A central goal in ecology is to understand observed patterns of biodiversity. Ecological (environmental filtering), historical (biogeographical filtering) and stochastic (dispersal limitation) processes have been proposed as key mechanisms structuring communities. However, these are not mutually exclusive, and local community composition may often reflect the interaction of these processes during the course of assembly. Recently, inclusion of phylogenetic information into studies of community structure has provided valuable insights into potential underlying mechanisms that have shaped composition and phylogenetic structure of communities. The present study simultaneously evaluates relative importance of ecological, historical and stochastic processes on taxonomic and phylogenetic structure of Neotropical primate communities. Data on community composition for 74 sites was gathered from literature. Communities were characterized based on taxonomic and phylogenetic composition.
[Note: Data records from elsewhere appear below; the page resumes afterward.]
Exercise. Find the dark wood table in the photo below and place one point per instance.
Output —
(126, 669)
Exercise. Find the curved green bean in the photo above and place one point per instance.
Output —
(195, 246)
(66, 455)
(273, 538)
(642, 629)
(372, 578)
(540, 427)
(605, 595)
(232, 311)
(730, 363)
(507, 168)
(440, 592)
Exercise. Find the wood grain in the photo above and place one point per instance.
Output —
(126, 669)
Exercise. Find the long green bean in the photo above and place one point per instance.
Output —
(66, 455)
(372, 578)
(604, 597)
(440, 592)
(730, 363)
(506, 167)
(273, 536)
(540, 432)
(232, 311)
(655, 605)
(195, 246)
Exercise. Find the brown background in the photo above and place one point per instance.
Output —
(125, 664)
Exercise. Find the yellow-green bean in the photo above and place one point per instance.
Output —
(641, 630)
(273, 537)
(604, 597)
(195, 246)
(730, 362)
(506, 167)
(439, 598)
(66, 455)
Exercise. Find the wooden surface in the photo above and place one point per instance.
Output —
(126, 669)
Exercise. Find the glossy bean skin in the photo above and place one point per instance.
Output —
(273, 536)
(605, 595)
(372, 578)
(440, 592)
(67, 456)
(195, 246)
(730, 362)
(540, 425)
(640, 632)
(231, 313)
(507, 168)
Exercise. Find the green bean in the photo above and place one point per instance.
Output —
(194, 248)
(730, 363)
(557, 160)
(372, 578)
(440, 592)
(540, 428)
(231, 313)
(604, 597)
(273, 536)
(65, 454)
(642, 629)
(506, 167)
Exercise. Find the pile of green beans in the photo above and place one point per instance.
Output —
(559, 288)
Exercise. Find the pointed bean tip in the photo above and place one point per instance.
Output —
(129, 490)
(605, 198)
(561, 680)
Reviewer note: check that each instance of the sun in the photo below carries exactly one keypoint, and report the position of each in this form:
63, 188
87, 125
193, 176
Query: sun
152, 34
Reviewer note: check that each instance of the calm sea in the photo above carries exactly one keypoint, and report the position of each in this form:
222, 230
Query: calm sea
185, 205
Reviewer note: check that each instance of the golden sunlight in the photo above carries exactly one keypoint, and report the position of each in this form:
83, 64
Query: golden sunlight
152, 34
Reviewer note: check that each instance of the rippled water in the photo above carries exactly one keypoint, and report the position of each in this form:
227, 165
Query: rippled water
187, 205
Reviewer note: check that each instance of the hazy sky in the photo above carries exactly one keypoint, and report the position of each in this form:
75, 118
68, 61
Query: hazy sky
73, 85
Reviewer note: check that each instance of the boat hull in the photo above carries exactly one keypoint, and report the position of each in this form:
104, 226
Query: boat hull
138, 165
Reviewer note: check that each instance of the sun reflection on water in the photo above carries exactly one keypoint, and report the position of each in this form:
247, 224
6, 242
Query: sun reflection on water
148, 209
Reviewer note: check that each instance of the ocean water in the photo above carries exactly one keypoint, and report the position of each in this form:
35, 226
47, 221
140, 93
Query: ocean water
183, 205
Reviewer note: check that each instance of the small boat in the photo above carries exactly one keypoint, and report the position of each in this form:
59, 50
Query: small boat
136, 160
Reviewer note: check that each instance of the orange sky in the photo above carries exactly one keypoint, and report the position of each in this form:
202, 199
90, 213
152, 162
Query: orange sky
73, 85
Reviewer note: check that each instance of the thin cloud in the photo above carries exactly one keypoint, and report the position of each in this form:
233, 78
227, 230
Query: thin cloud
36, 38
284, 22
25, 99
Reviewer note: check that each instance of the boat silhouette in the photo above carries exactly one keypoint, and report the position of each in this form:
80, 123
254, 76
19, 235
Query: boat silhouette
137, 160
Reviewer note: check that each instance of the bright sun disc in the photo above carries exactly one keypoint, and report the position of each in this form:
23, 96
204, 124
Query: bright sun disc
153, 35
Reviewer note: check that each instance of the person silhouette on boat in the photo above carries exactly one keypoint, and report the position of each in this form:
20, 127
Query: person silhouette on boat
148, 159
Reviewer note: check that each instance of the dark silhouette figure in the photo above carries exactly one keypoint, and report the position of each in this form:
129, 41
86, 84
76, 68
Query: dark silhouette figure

Three predictive matrices were used as explanatory variables representing ecological (environmental), historical (riverine barriers and Pleistocene refugia) and dispersal-based spatial hypotheses (spatial PCNM vectors based on geographic coordinates). Variation partitioning analyses were used to decouple independent and shared effects. Permutation procedures based on redundancy analysis (RDA) were used to determine if explained variation was statistically significant.
Results/Conclusions
Forty-nine percent of variation in taxonomic structure and 66% of variation in phylogenetic structure was explained by selected predictor variables. Independent effects of spatial variables explained the largest portion of variation in both diversity metrics. Fractions representing shared effects of historical and spatial variables, and of all variables combined were also large and significant. Independent effects of environmental and historical variables were small to non-existent (< 4%). When analyzing each phylogenetic metric independently the relative contributions of shared fractions changed, although the independent spatial fraction remained the most important predictor. These results evidence that purely spatial processes, such as dispersal limitation, may play a stronger role in structuring primate communities than niche mechanisms and historical events. Furthermore, we find that influence of ecological and evolutionary mechanisms is conflated with spatial processes, suggesting community structure is determined jointly by spatial processes structuring environmental gradients and biogeographical processes. Although the relative contributions of each predictor variable was similar between taxonomic and phylogenetic metrics, a deeper examination of phylogenetic metrics suggests that ecological, historical and spatial mechanisms interact in complex ways to determine current patterns of phylogenetic community structure.